I love a great story. Stories capture our senses. We see pictures painted that we’ve never experienced in person. We hear sounds that may have only passed our ears years ago. We smell a lingering memory of growing up. A great story excites the soul.
But not all stories capture our attention. It’s hard to relate to a story that we can’t picture ourselves somehow inserted into the scenery. I love the thought of my family dashing through the snow in a one horse open sleigh. It makes the story come to life. It’s why Disney scored with tales of princesses and sword battles. We all have a little Walter Mitty in us.
It’s also why the senseless death of 20 children and 6 adults in Newtown this month reverberates louder than the loss of 15,000 in a Bangladesh storm in 2007. Many of us hugged our kids extra hard the night of December 14th because we, but for a fleeting moment, dared to imagine ourselves in that situation. There but for the grace of God go I.
One can also see evidence of relatedness in the story of St. Nicholas, the saint that has “more churches dedicated to him than any other person except Mary, the mother of Jesus”. Our modern day traditions of Santa coming down the chimney and stockings by the fireplace all arose from a simple story of Nicholas anonymously gifting dowry money to a father so that his daughters could marry. Most of us have no clue about any of Nicholas’ countless miracles that earned him sainthood. It’s the aspirational one, the one we could see ourselves in, that formed our modern day Santa Claus.
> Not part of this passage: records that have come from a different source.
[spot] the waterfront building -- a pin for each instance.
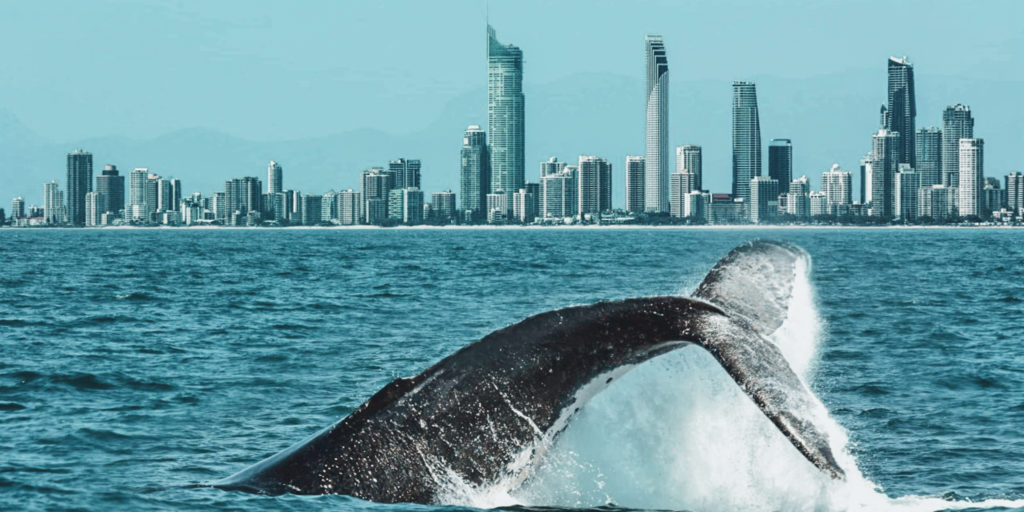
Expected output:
(92, 206)
(558, 194)
(407, 173)
(780, 160)
(1015, 193)
(274, 177)
(937, 203)
(689, 160)
(311, 209)
(474, 172)
(243, 196)
(377, 185)
(506, 116)
(837, 184)
(993, 198)
(79, 183)
(523, 207)
(745, 138)
(885, 144)
(956, 124)
(656, 141)
(111, 186)
(442, 206)
(817, 204)
(798, 200)
(972, 177)
(906, 182)
(725, 209)
(594, 185)
(764, 199)
(635, 183)
(498, 207)
(329, 207)
(929, 156)
(349, 207)
(54, 212)
(695, 205)
(17, 208)
(680, 183)
(902, 109)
My Christian faith is all about relatedness as well. I am an engineer, one raised in the sciences. I work in a field that has a disportionately large number of agnostics and atheists that all ask me, “How do you explain the dinosaurs?” or, “Seven days – really???”
My faith really didn’t start until the day I came to understand that I was focused on the wrong questions. The dinosaurs were irrelevant until I could first relate to the story. I not only had to know the full story, I had to see myself in it. My first question had to be, “Where and why am I in His story?” Until I could answer this, the dinosaurs would have to wait.
If I cannot comprehend why I need a savior, then Christianity makes no sense at all. If I cannot connect with the pain and suffering of wandering in the desert for 40 years or the total sacrifice and humiliation of being hung upside down on a cross, like Peter, then I cannot grasp the commitment that true faith requires. If I cannot see why I need to continue building my wall, like Nehemiah, despite being called to the King’s palace, then I must first seek to answer, “Why not?”
God knew this. It’s why the 12 apostles had so many flaws. It’s why David is so enigmatic. He knew we could see ourselves making the same mistakes. It’s why He sent our Savior not as a king, but one of us – a baby, a rebellious young child, a likely confused teenager and then a carpenter. The story would have been much simpler if our Father had thought that seeing ourselves in His story wasn’t important. He knew there would always remain the questions about dinosaurs and the counting of days, but He had his priorities. Even in Luke’s account of the birth of Jesus he brings up something we can all relate to – taxes.
Years after discovering myself in the greatest story ever told and my subsequent research about the conflict of science and religion, I now have a worldview that allows me to be a man of science and a man of faith. I have no problem accepting the truth about dinosaurs and cavemen any more than I do believing the story of the Creation. Oh, my worldview has lots of holes in it, but I have a name for those holes – faith. That faith was not possible until I saw myself in His story – my story.
Sitting down once again this Christmas season with Luke’s beautiful story of the birth of Jesus, I am gratefully reminded of who I am and why He is. It is a story that celebrates love. A mother’s love, a shepherd’s faithfulness, the adoration of wise men traveling from afar, and most importantly His love – all for me. It is from the simple understanding of where I am in that story that my journey began.
Be you Muslim, Jewish, Hindu, agnostic or atheist, I pray that you may discover yourself in someone’s story. Merry Christmas, my friends.